Universal Design: Features like sunken living rooms, spiral staircases and tall cabinets were once popular, but those days seem to be behind us. Today's homes (and likely tomorrow's) are easy to move around in, regardless of the physical limitations you or your family members might have. Wider hallways and doors, fewer stairs (and even elevators in larger homes) seem to be standard. Architects often use the phrase "universal design" to describe homes with features like these because they are comfortable for people of all ages and abilities.

Designing for Women: It's no secret that women are the driving force behind most home-buying decisions. So, it stands to reason that homes are designed around features that are important to the fairer sex. Drop zones help keep the home's main spaces free of clutter. Extra-large laundry rooms, luxurious spa-like owners' baths with inviting tubs and state-of-the-art security systems are features important to women.

Green AND Healthy Homes: Buyers are increasingly savvy to environmental friendliness as it pertains to their homes. The green movement is not only a trend, it's becoming more of "the norm." Buyers are seeking improved ways to make their homes more efficient and reduce utility costs. And, buyers are ready to go a step further. The use of paints with low levels of volatile organic compounds (VOCs), carpets that emit no or lower gas levels and recycled materials on the job site all help make a healthier home. Also, a better insulated home not only saves energy, but it also keeps dangerous allergens out of the home, thereby helping to keep your family out of doctors' offices and drug stores.
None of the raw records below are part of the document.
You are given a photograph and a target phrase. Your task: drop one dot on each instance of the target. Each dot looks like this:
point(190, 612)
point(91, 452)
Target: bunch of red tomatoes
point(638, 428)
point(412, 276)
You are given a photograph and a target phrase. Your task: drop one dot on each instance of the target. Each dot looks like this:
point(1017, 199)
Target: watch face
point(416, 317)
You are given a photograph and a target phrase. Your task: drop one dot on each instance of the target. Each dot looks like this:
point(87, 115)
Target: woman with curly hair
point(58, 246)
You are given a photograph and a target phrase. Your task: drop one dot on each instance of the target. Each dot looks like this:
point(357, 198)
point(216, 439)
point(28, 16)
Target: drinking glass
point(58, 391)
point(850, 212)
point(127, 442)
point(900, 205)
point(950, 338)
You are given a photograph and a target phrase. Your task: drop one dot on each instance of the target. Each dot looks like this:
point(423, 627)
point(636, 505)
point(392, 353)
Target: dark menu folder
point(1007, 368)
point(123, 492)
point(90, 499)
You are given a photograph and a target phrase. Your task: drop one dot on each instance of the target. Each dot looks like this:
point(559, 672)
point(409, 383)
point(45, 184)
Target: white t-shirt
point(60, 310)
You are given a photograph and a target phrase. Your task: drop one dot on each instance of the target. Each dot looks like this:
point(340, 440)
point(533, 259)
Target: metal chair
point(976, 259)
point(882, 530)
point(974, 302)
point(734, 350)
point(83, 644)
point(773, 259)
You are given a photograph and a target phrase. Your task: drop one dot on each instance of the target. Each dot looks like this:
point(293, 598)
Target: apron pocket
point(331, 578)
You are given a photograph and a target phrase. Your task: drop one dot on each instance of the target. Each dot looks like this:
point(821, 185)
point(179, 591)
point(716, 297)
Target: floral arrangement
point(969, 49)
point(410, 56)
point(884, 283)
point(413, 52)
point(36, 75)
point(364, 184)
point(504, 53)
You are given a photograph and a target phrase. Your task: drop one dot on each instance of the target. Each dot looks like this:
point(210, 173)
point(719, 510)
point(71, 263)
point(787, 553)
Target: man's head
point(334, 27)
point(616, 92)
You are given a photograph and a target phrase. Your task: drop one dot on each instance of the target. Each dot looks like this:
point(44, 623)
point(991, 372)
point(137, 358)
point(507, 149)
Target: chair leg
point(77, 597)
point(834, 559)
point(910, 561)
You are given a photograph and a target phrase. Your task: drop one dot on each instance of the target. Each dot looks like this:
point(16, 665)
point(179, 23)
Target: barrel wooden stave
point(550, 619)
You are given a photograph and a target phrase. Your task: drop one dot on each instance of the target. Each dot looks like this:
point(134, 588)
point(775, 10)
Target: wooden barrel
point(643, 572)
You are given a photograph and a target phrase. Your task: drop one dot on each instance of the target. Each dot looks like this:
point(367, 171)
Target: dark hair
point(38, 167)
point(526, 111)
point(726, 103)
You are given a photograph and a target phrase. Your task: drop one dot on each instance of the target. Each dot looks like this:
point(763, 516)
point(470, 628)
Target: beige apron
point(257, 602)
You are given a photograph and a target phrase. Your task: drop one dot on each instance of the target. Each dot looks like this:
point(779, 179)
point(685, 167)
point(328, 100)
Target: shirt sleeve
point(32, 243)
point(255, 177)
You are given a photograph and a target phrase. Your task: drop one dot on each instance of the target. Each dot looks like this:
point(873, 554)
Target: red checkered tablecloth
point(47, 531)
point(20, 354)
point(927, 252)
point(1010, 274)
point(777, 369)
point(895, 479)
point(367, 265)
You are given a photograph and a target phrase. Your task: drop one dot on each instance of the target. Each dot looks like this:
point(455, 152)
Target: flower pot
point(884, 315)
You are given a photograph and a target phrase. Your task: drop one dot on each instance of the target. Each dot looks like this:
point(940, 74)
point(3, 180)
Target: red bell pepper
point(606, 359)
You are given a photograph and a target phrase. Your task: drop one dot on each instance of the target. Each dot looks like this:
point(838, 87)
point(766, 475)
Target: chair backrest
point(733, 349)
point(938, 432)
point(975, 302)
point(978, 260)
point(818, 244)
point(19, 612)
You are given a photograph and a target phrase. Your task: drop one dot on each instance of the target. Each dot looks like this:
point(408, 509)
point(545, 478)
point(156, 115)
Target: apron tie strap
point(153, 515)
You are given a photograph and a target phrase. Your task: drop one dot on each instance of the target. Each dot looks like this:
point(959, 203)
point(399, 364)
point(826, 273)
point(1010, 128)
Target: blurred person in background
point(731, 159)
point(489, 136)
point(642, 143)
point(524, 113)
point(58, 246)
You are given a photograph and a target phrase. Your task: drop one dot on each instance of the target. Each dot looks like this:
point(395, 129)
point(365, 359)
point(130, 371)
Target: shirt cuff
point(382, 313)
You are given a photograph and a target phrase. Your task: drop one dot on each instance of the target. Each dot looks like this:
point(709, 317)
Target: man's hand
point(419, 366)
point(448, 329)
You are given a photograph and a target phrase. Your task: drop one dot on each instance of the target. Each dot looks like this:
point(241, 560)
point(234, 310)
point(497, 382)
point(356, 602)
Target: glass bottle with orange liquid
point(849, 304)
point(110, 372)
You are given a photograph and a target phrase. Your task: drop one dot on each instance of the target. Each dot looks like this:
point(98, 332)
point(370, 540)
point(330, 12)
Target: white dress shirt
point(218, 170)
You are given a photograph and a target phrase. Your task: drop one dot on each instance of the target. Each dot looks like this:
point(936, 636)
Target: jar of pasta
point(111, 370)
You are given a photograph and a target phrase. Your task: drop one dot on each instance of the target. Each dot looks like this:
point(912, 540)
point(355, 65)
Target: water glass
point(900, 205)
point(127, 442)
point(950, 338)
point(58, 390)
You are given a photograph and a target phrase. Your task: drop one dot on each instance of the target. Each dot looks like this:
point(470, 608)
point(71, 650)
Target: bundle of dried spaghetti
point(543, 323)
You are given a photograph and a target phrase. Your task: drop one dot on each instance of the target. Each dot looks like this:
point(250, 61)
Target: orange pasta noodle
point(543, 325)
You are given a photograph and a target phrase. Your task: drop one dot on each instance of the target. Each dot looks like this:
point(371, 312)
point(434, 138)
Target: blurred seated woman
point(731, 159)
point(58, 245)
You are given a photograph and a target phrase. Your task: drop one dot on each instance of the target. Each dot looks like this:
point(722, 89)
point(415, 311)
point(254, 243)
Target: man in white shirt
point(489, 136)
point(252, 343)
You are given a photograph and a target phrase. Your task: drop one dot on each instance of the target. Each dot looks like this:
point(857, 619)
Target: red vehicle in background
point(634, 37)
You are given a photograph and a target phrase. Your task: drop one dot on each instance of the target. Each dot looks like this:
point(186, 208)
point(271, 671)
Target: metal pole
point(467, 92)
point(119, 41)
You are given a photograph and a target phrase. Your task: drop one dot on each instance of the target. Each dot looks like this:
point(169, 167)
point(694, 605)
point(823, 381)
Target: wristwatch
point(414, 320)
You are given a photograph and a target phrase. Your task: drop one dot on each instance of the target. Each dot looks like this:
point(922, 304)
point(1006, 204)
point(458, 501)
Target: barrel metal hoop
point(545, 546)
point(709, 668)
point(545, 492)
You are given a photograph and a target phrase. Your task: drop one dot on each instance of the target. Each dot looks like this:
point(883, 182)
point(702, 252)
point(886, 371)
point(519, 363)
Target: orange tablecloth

Smarter Homes: Today's home wiring includes more than standard electrical connections. Dedicated wiring for data, telephone, audio and video are standard options. In-wall speakers, intercom systems, wireless networks and options to control lighting and temperature (even when you are not at home) are highly requested options in today's high-end homes. You can even install security cameras to keep an eye on the kids when you are away ("nanny cams") or see who's at the door before you open it. It all adds up to convenience, safety and peace of mind for today's luxury home buyer.

The Kitchen Still Brings the Heat: It's impossible to do a hot home trends list and ignore the kitchen. It remains one of the most important areas in the home, and luxury buyers continue to seek ample space and storage, restaurant-quality appliances and high-end finishes. But now, utilitarian extras such as recycling organizers, specialized storage options and walk-in pantries are requirements. And, islands are still a craze and will remain so, although the best are unique and are much like pieces of furniture. They tend to not match the kitchen's cabinetry, making them true standouts.

Homework Habitats: A designated space for working at home has gained in popularity during the last few years, and seems to be growing more. The recent economic concerns, along with gas prices, have caused more companies to encourage employees to work from home in an effort to cut costs. Sufficient home office space is a necessity in this new environment. A good home office combines the efficiency of an office with the comforts of home.